Luther Vandross
密かにクリスマス好きのぼくが、毎年この時期になると引っ張り出すアルバムがある。『Funky Christmas』と実にストレートな看板を掲げたそのコンピレーション盤のジャケットには、インプレッションズやマージー・ジョセフ、それになぜかひとり真面目顔のルー・ドナルドソンらに囲まれる形で、サンタ帽をかぶって満面の笑みを湛えるルーサー・ヴァンドロスがピアノを前にした一等席にどんと陣取っている。リリースは76年。当時組んでいた〈ルーサー〉という男女混声グループの一員として(もちろん主役は彼)2曲を担当する彼のヴォーカルには、早くも完成の域に達しようとしているあのルーサー節が確認できる。
ルーサーは、ソウルフルと聴いて思い浮かべがちな豪快さが取り柄のシンガーではない。むしろずっと繊細に、みずからの喉を徹底的にコントロールして、その声色を、そのタイミングを、そのノートの長さにこだわる。ひっくり返るか返らないかというギリギリのところで声を張ってみせる彼の歌い回しがチャーミングに映るのも、極めて人懐っこいのにイナタさの感じられない都会的なスタイルも、そうした熟練工の如きスキルがあってこそのものなのだ。

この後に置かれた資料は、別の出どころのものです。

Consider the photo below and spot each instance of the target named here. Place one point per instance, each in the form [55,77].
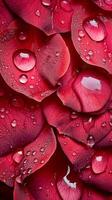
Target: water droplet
[90,141]
[65,5]
[13,123]
[37,13]
[17,157]
[74,115]
[99,164]
[19,179]
[81,34]
[23,79]
[95,29]
[29,171]
[91,83]
[108,2]
[24,60]
[22,36]
[46,2]
[90,53]
[42,161]
[104,124]
[35,160]
[33,153]
[42,149]
[70,184]
[28,153]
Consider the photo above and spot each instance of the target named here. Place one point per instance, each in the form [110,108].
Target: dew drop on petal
[46,3]
[91,83]
[17,157]
[23,79]
[90,141]
[24,60]
[13,123]
[65,5]
[95,29]
[99,164]
[108,2]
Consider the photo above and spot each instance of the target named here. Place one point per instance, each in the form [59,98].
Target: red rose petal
[57,14]
[7,170]
[78,154]
[104,4]
[21,120]
[93,90]
[69,190]
[30,63]
[100,175]
[91,35]
[37,153]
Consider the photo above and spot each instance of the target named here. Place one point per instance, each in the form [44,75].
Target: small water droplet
[35,160]
[81,34]
[28,153]
[19,179]
[17,157]
[108,2]
[104,124]
[29,171]
[65,5]
[91,83]
[24,60]
[42,161]
[42,149]
[74,115]
[90,141]
[99,164]
[13,123]
[23,79]
[22,36]
[37,13]
[95,29]
[33,153]
[46,2]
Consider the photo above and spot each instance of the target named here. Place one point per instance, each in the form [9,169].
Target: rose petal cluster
[56,100]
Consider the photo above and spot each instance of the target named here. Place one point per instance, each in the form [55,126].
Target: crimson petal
[37,153]
[30,64]
[91,35]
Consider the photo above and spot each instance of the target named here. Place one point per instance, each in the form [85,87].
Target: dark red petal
[57,14]
[70,98]
[37,153]
[7,170]
[21,192]
[21,120]
[104,4]
[100,174]
[91,35]
[78,154]
[30,63]
[93,89]
[5,16]
[42,184]
[69,187]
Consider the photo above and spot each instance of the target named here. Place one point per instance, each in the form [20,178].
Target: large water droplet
[99,164]
[23,79]
[17,157]
[65,5]
[24,60]
[108,2]
[91,83]
[13,123]
[95,29]
[46,2]
[90,141]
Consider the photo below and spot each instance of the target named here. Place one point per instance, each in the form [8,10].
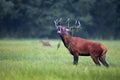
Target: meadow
[29,60]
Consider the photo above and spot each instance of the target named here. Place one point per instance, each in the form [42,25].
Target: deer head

彼のヴォーカルには、ダイレクトにこれだと指摘できるほどの明確な影響源がない。一説によればゴスペルを歌ったことがないとされる履歴に起因しているのか、それともディオンヌ・ワーウィックやアレサ・フランクリン、ダイアナ・ロスといった女性シンガーの音楽を愛好していたという音楽的嗜好からなのか。いずれにせよ、ルーサーはいかにサム・クックをカヴァーしようが、スティーヴィー・ワンダーをカヴァーしようが、それら先人たちとは繋がっているようで繋がっていない孤高のシンガーである。